As his mother grew more and more sick throughout the years and Luc grew more and more demanding, Cas began to feel suffocated. He was breathing, but not really. His mind, his heart - they were gasping for air. It was as though he was trapped in a box, or pulled by a current under dark blue waves. When he talked to Luc, he dug his nails into his skin to keep from screaming. When he talked to Lilyanne, he pressed his lips shut to keep from crying. Anywhere but here, he was always thinking, unless he was with Jamie. Even on days when smiling was harder than moving mountains, Jamie made him laugh. Jamie always knew when he was hurting, and Jamie always knew how to fix it. It was like he had some magical spell that healed Cas's wounds, just for a little while. Cas would've killed for the power to do that to himself. In the end, he realized that he wasn't going to ever get it. In the end, he realized that he had to rely on Jamie. And he was, oddly enough, okay with that.

"You look sad," Jamie said, tilting his head as he gazed at Cas one night.

Cas fiddled with his shirt as he sat in Jamie's window seat, glancing out at the starry sky. "I'm not sad."

"Yes you are," Jamie said. There was a beat of silence. "You don't have to tell me," Jamie said quietly. "But I wish you would."

"I can't," Cas whispered, his voice cracking around the words. "I can't."

"Why not?" Jamie asked him, and Cas finally looked at Jamie again.

It's like my tongue is tied. The words won't come. I can't breathe. Please help me. "I just can't," Cas said shortly. A flicker of pity darted through Jamie's expression and Cas looked away again. He didn't want to be pitied. He didn't want to be "broken." But how was he supposed to hold himself together? Life wasn't kind to him in the way it was kind to others. He was not lucky. Jamie was his one good thing, and Cas was never going to let him go. But he did, in the end.

There were so many nights that he stood at his open window at least 20 feet above the ground waiting for some kind of sign. I don't want to be alive. And then Jamie would smile or Jamie would text and Cas was sucked back into reality. I have to stay alive. It wouldn't do to abandon the people who took care of him, it wouldn't do to abandon Jamie. Anything to keep from hurting Jamie.

It was as though life had decided that Luc's angry words and angrier fists were not enough punishment for whatever ill deed Cas had committed in his last life. He also had to have an ever-present, always-annoying, bitchy, nagging voice in his head that incessantly told him that the world was better off without him, and vice versa. He wasn't sure whether he believed the former or the latter more.
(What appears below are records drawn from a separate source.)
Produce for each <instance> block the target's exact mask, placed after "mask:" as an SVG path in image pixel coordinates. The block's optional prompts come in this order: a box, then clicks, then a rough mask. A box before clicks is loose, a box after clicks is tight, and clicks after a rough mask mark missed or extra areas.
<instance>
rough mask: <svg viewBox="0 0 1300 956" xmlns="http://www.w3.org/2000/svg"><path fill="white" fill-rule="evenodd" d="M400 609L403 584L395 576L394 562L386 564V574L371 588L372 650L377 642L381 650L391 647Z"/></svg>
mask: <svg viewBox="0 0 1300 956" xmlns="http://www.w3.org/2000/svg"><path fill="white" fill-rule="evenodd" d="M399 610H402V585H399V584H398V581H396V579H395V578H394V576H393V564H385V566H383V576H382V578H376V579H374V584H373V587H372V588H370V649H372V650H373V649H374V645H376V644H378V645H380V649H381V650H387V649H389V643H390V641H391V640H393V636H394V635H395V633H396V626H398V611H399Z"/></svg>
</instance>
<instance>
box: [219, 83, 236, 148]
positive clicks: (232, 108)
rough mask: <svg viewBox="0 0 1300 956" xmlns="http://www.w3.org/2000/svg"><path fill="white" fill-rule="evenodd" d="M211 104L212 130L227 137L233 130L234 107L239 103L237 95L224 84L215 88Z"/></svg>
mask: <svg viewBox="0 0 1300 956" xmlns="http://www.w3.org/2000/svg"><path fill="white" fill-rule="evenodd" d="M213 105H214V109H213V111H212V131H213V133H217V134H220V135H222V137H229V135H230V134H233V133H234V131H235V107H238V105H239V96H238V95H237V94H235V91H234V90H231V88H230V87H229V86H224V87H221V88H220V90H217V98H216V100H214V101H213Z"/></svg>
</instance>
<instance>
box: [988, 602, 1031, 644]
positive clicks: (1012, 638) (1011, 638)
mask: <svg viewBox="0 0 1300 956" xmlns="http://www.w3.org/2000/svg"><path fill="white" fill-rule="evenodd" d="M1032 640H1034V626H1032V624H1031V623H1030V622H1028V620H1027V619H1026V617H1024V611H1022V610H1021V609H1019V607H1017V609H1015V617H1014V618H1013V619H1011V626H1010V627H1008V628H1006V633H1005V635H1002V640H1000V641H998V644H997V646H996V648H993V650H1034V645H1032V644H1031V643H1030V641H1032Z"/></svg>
Cas didn't like to use specific labels. He figured that you loved whoever you happened to fall for, and your mental state of mind was either "good" or "bad." Cas's mental state of mind happened to reside in the "bad" category. Perhaps it was that his family life had finally caught up to him, or perhaps he was just sad. Life has a peculiar way of making you feel alone even while surrounded by people.

There were days when Cas rose from his bed after a sleepless night for the simple purpose of convincing Jamie that he was fine. Maybe he was also trying to convince himself. And it worked, for a while, but then things fell apart worse than they ever had before. Lilyanne had been in the hospital for nearly two months. Luc was getting more and more anxious by the hour. Cas could almost feel the fear and fury radiating off of his father in waves. He watched the man with wary eyes, skirting around him as quietly as possible. If he wasn't seen, he wouldn't be hurt. The bruises from two weeks ago had just barely healed. Cas did not want more.

Cas took a deep breath as he stepped into the kitchen cautiously. His father was sitting there, head in his hands. Cas watched as a tear dripped down Luc's brown cheek. He almost pitied the man. Almost. "Father," Cas said in a steady voice that certainly did not match the hatred and nervousness roiling in his gut.